Florida Teen Makes 2011 USA Parapan American Games Swim Team
GAINESVILLE, Fla. - Local teen Jaide Childs is swimming her way to Mexico – the 2011 Parapan American Games in Guadalajara to be exact.
Childs, a seventh grader at St. Patrick Interparish School in Gainesville, recently found out she is one of 25 athletes in the nation nominated to the USA swim team for the event.
Held every four years, the two-week-long Parapan Games will bring together the top 140 physically-impaired athletes in 13 sports from throughout North and South America
Childs has arthrogyposis, a rare disease characterized by multiple joint contractures.

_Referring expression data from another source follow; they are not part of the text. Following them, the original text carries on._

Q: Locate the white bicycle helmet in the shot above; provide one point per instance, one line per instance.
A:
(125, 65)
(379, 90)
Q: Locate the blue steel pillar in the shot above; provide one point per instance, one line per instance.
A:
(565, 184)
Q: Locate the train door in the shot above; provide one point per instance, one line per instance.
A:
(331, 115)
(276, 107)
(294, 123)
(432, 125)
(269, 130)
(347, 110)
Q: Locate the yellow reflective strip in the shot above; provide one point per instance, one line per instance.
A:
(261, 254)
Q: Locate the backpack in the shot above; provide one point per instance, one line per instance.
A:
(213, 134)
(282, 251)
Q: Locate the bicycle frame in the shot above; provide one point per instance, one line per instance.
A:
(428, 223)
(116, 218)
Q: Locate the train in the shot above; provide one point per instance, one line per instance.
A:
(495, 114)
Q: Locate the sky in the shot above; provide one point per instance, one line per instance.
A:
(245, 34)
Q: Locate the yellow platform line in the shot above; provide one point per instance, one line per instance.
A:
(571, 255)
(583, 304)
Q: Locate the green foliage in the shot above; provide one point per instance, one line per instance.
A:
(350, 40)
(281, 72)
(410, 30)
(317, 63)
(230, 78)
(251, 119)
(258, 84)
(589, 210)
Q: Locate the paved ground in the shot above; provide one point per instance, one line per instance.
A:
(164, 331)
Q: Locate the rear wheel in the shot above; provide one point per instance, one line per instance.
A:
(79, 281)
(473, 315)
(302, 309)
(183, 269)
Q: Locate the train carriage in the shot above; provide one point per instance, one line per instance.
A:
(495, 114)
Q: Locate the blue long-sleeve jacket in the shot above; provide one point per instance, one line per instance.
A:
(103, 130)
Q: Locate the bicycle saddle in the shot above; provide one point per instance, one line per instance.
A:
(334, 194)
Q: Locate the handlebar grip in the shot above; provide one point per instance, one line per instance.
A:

Though the disease caused her to be born without biceps or triceps, leading to limited use of her arms, she has not let that stop her from breaking four swimming records and placing in multiple prestigious swim meets throughout the country in the past year.
Childs qualified for the Parapan team based on her performance at the U.S. Paralympic Spring Swimming Nationals at the beginning of April. She is ecstatic to have made the team for such a large-scale competition.
“I’m excited to just get there and win it,” Jaide said.
To prepare for the games, Childs is going to keep up her routine of five-day-a-week swim practices, and will attend a training camp with the rest of the USA Parapan team in Colorado this June.
Having just started competitively swimming a little over a year ago, Childs has made a tremendous amount of progress in a short amount of time, said her swim coach at High Tide Aquatics Jennifer Davis, who will also serve as an assistant coach on the USA Parapan swim team.
“Within a year her life has gone from being a regular kid to being able to represent America at a world sporting event,” Davis said.
And Childs is not satisfied with stopping here. She sees this event as a stepping stone to her ultimate goal of making it to the 2012 Paralympic Games, scheduled to be held immediately following the Olympic Games is London.
“As soon as I heard I made this team, I thought, ‘Oh my gosh, I could actually make it London,’” she said.
Most of all, Childs hopes that her making the team will serve as an example to other physically impaired young people.
“I want them to see that they can do it,” she said. “They can achieve their dreams just like I am.”